"Gastmahl der Armen" in Berliner St. Hedwigs-Kathedrale

Im Herzen der Kirche

Die St. Hedwigs Kathedrale in Berlin ist zurzeit wegen Umbaus geschlossen. Am Sonntag aber wird sie ausnahmsweise noch einmal offen sein: Dann sind rund 500 Menschen zu einem Drei-Gänge-Menü – einem "Gastmahl der Armen" – eingeladen.

Blick in die St. Hedwigs-Kathedrale  / © Jens Kalaene (dpa)
Blick in die St. Hedwigs-Kathedrale / © Jens Kalaene ( dpa )

DOMRADIO.DE: Organisiert und durchgeführt wird das "Gastmahl der Armen" vom Dezernat Seelsorge des Erzbistums Berlin und der Gemeinschaft Sant’Egidio. Alexander Linke von Sant‘Egidio, für welche Menschen ist die Veranstaltung denn gedacht?
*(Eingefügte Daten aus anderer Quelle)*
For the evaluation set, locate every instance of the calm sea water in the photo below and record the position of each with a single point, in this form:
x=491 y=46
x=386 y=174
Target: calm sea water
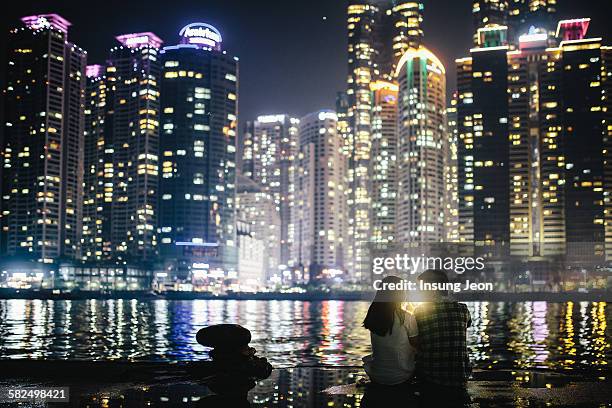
x=293 y=333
Dr. Alexander Linke (Gemeinschaft Sant’Egidio): Es sind ungefähr 400 bis 500 Personen eingeladen, vor allem aus den Pfarrereien. Ärmere Menschen, kranke Menschen, alte Menschen, Menschen die auf der Straße leben. Und es gibt ein Drei-Gänge-Menü in der Kathedrale: Eine Kürbis-Ingwer-Suppe als Vorspeise, als Hauptspeise einen vegetarisch gefüllten Kartoffeltaler und eine Hähnchen-Roulade und als Nachspeise Apfelstrudel mit Vanillesoße.

DOMRADIO.DE: Sie haben gesagt, 400 bis 500 Leute kommen am Sonntag. Einige wohnen in der Gemeinde, andere leben auf der Straße. Wie haben Sie die denn angesprochen und eingeladen?

Linke: Wir haben in den Pfarreien in Berlin und den geistlichen Gemeinschaften gefragt, ob sie an diesem Welttag der Armen, den Papst Franziskus letztes Jahr zum ersten Mal ausgerufen hat, ihre Freunde mitbringen könnten. Um allen zu zeigen, dass die Armen im Herzen der Kirche sind. Und so haben wir die Pfarreien abtelefoniert und haben gefragt, wen sie sich vorstellen könnten mitzubringen. Wir möchten wirklich ein buntes Bild der Kirche zeigen und auch der Armen, die es in unserer Kirche in Berlin gibt. Und es kommen auch Leute aus dem Bistum, also außerhalb Berlins.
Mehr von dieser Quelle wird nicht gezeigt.